BCIS has been observed in prosthetic hip surgery for many years, and is still not fully understood. A severity classification has been proposed; grade 1: moderate hypoxia (SpO2,94 %) or hypotension [fall in systolic blood pressure (SBP) .20 %], grade 2: severe hypoxia (SpO2 ,88 %) or hypotension (fall in SBP .40 %) or unexpected loss of consciousness, and grade 3: cardiovascular collapse requiring cardiopulmonary resuscitation [
1]. In our case a grade 2 BCIS occurred after cementing the acetabular component; systemic blood pressure drop more than 30 % and severe hypoxia (saturation 80 %). The patient recovered in 15 min after rapid fluid induction, 100 % oxygen administration, and vasoconstrictive drug therapy. He did not lose consciousness, did not develop angioedema or an urticarial rash, and remained hemodynamic stable with blood loss not more than expected after elective hip surgery. All our eligible patients receive cemented acetabular components during total hip surgery. Nationwide registry shows better performance of cemented cups over uncemented cups [
7]. Also less damage to the acetabular host bone with a cemented component during future revision surgery is to be expected [
8]. Acetabular pressure rises after cup placement, especially during cementation, and an average of 375 mmHg has been reported [
9]. As a consequence extrusion of bone marrow content with diffuse microembolism of the lungs may occur. In our case pulmonary fat embolism was excluded; there were no signs of breathing abnormalities during physical examination, only a short period of hypoxia occurred, and no electrocardiography or cardiac ultrasound abnormalities were encountered. Normovolemic hypotension without angioedema or rash may also be caused by an anaphylactoid mechanism observed in mastocytosis [
6]. Recently our patient was diagnosed with systemic indolent mastocytosis through an iliac crest biopsy. Anaphylaxis in mastocytosis can be either IgE-mediated or non IgE-mediated, such as those experienced with nonsteroidal anti-inflammatory drugs or muscle relaxants.
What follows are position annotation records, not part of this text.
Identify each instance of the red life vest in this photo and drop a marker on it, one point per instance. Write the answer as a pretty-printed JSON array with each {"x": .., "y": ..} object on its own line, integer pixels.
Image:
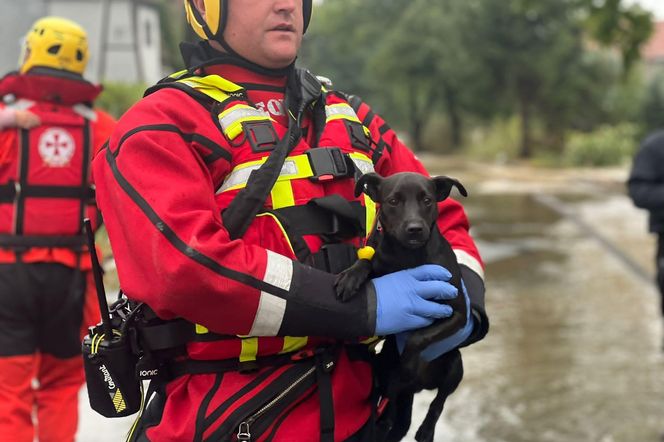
[
  {"x": 288, "y": 225},
  {"x": 45, "y": 190}
]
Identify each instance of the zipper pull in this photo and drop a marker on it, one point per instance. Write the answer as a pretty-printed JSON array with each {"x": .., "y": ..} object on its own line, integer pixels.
[{"x": 243, "y": 434}]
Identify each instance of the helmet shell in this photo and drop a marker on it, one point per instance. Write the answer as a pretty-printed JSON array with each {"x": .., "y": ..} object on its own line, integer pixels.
[
  {"x": 212, "y": 26},
  {"x": 57, "y": 43}
]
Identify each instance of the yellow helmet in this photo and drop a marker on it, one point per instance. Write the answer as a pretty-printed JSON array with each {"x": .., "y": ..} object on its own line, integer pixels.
[
  {"x": 56, "y": 43},
  {"x": 212, "y": 25}
]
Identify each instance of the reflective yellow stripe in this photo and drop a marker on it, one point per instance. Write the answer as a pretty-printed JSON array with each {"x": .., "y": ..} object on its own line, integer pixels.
[
  {"x": 249, "y": 349},
  {"x": 283, "y": 231},
  {"x": 178, "y": 74},
  {"x": 370, "y": 214},
  {"x": 292, "y": 343},
  {"x": 340, "y": 111},
  {"x": 212, "y": 82},
  {"x": 294, "y": 167},
  {"x": 282, "y": 195},
  {"x": 214, "y": 86},
  {"x": 200, "y": 330}
]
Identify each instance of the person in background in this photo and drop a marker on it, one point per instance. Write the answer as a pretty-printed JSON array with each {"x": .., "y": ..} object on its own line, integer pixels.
[
  {"x": 646, "y": 188},
  {"x": 228, "y": 196},
  {"x": 48, "y": 134}
]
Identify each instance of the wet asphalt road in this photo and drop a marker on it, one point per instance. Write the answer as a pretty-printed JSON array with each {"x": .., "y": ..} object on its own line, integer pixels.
[{"x": 574, "y": 351}]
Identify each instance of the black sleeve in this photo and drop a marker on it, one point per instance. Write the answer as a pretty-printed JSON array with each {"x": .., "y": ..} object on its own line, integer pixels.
[
  {"x": 646, "y": 180},
  {"x": 475, "y": 287}
]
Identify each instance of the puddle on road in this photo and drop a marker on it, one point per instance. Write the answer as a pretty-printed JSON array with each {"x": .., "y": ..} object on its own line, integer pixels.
[{"x": 573, "y": 352}]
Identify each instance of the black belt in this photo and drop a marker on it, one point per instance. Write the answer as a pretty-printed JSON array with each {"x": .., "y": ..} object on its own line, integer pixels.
[
  {"x": 20, "y": 241},
  {"x": 324, "y": 217},
  {"x": 9, "y": 192}
]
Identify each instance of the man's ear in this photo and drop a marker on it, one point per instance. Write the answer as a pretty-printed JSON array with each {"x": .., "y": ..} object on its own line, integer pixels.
[
  {"x": 444, "y": 187},
  {"x": 369, "y": 183}
]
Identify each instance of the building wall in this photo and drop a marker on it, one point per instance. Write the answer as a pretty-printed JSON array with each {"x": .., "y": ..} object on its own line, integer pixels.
[{"x": 122, "y": 63}]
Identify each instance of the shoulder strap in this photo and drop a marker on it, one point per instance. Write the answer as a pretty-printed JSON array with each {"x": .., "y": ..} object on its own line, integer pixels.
[{"x": 303, "y": 90}]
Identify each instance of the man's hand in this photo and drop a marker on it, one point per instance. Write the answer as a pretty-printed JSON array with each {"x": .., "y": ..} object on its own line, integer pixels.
[
  {"x": 439, "y": 348},
  {"x": 26, "y": 119},
  {"x": 406, "y": 300}
]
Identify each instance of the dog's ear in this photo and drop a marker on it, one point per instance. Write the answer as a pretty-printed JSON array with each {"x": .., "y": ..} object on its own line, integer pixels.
[
  {"x": 444, "y": 187},
  {"x": 369, "y": 183}
]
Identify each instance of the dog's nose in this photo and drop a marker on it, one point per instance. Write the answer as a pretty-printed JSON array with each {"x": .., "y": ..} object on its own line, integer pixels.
[{"x": 414, "y": 228}]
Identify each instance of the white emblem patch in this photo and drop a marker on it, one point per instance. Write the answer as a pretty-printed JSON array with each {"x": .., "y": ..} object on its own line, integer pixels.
[{"x": 56, "y": 147}]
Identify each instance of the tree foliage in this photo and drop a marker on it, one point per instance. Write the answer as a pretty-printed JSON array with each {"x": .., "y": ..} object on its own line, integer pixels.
[{"x": 474, "y": 60}]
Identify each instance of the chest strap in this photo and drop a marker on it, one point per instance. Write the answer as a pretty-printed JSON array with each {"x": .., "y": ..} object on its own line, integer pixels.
[
  {"x": 11, "y": 191},
  {"x": 318, "y": 164},
  {"x": 28, "y": 241}
]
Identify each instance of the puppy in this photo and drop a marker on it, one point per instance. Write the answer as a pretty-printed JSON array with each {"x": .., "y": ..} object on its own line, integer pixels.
[{"x": 407, "y": 236}]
In our hospital all primary THA patients undergo a standardized anesthesia, analgesia and perioperative program to enhance recovery. Low dose bupivacaine and a multimodal opioid-sparing regimen facilitate early mobilization and allow rehabilitation to be initiated a few hours postoperatively. Our patient received intravenous nonsteroidal anti-inflammatory drugs at least one hour preoperatively, and no muscle relaxants were given. The acute response after cement application suggests a reaction on polymethylmethacrylate (PMMA) bone cement. Earlier, PMMA mediated histamine release with increased plasma histamine concentrations after bone cement implantation in the femoral shaft has been described [
4]. More recent hypersensitivity to PMAA following joint replacement has also been reported [
10,
11]. Krüger et al. described a patient with mastocytosis who underwent kyphoplasty for multiple osteoporotic vertebral fractures using radiopaque calcium phosphate bone cement under antihistamine and prednisolone coverage [
12]. Arterial hypotension was encountered that transiently required vasopressor support. The critical threshold of intramedullary pressure that causes fat embolism is unclear, but pressure peaks as great as 300 mmHg were found to produce significant bone marrow release [
13]. Intravertebral pressure during kyphoplasty, however, is substantially lower, and remains well below 300 mmHg [
14]. A pressure-induced mast cell degranulation mechanism seems more suitable. Although rare an allergic reaction to calcium phosphate cement has been noted in skull reconstruction [
15]. Even severe hypoxia with ventricular failure as a sign of possible aggregate anaphylaxis has been seen after formation of intravenous calcium phosphate precipitant [
16]. Therefore, it seems more likely that Krügers’ observation and our case highlight the capacity of bone cement to trigger a disproportionate display of mast cell activity in mastocytosis patients with a BCIS response as a result. The use of corticosteroids has been advised to prevent anaphylaxis in patient with mastocytosis. In both patients corticosteroids were administered before intervention, which did not prevent BCIS unfortunately.